I was wondering and maybe one of you knows the answer. 

With the Dogtra you can dial up and down the stim while you are in stim, without there being a break in stim. Is this able to be done with the Einstein collars?


----------



## Connie Sutherland (Mar 27, 2006)

Chad, I'm changing the topic name a little from "Dogtra vs Einstein E-collars" because it's so similar to several past threads and one present threads and it may be overlooked because of that.

I'll happily change it back if you still get no input (or if you just want me to).


----------



## Geoff Empey (Jan 8, 2008)

Chad Spicer said:


> With the Dogtra you can dial up and down the stim while you are in stim, without there being a break in stim. Is this able to be done with the Einstein collars?


Yes, as long as the collar is set on continuous and unlocked.


----------



## Chad Spicer (Nov 20, 2013)

Connie, I appreciate the change. It was late and I was half lucid when I posted. 
Much better topic name. 
Thanks. 

Sent from Petguide.com Free App


----------



## Chad Spicer (Nov 20, 2013)

Geoff Empey said:


> Yes, as long as the collar is set on continuous and unlocked.

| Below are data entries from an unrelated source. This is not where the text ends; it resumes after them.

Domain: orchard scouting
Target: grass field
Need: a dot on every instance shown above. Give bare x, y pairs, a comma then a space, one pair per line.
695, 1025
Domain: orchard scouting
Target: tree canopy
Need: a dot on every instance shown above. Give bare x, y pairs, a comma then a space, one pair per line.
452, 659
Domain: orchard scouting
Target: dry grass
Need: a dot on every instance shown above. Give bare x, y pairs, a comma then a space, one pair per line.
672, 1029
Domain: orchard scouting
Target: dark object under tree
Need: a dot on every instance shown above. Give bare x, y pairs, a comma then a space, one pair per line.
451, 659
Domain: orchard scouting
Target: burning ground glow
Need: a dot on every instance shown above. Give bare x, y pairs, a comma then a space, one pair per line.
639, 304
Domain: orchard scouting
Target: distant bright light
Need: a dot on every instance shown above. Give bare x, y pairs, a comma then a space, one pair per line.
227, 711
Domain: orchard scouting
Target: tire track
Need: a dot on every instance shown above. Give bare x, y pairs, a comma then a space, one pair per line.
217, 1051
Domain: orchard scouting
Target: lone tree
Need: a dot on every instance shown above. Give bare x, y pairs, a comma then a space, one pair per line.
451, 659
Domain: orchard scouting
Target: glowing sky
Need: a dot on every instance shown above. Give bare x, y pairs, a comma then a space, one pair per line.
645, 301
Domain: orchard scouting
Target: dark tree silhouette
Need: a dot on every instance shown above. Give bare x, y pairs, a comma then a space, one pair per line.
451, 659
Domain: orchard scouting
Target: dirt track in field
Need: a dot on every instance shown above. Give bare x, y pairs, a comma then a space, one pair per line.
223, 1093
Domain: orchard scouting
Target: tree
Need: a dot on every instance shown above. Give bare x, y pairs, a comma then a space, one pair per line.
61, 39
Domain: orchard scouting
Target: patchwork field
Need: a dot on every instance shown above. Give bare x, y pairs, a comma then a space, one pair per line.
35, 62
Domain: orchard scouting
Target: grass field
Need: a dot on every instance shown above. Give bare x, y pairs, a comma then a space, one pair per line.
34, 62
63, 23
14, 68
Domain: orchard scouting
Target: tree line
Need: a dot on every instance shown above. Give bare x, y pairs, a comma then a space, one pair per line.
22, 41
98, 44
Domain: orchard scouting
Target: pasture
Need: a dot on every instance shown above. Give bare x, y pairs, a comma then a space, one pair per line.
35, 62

Excellent. Thank you. I've been wondering if this could be done with the Einstein collar. 
I like what Einstein seems to offer and have been giving some thought to getting one. That was one thing I really had yet to figure out if it did. Now if I can just convince myself that the big ol round remote isn't so bad and I would get use to it, I'll be good to go.


----------



## Nancy Jocoy (Apr 19, 2006)

You know it *does* say 60 day money back guarantee free shipping both ways; that may be the best way to tell.


----------



## Chad Spicer (Nov 20, 2013)

Oh I am an obsessive consumer. I buy nothing till I've thought and thought about it from every angle and weighed the pros and cons in relation to the value. As the price goes up, the stewing increases. There are things I have waited so long to buy that once finally ready to go for it the new model is out and the process starts all over. But your right, that's a nice failsafe plan. 

Sent from Petguide.com Free App


----------



## Mike Lamoreaux (Feb 19, 2013)

I got the Einstein E-collar wondering about the remote myself. After I have handle it for a while I have found it is really easy not to hit the wrong stim like I have done with others. The only thing you have to worry about it making sure you are in the right program before you start.


----------



## Jennifer Coulter (Sep 18, 2007)

I have found I can not reliably do that with my Einstein. The dial is WAY too sensitive to turn up and down with any measure of control. 

Then I was helping someone else train their dog who had the same Einstein model, and their dial is way less sensitive, and is really smooth and controlable to dial up and down when it is not locked.

So I am thinking that mine might just be defective??? Been meaning to send it to have it checked, but there is never a good time.

I like the product otherwise.


----------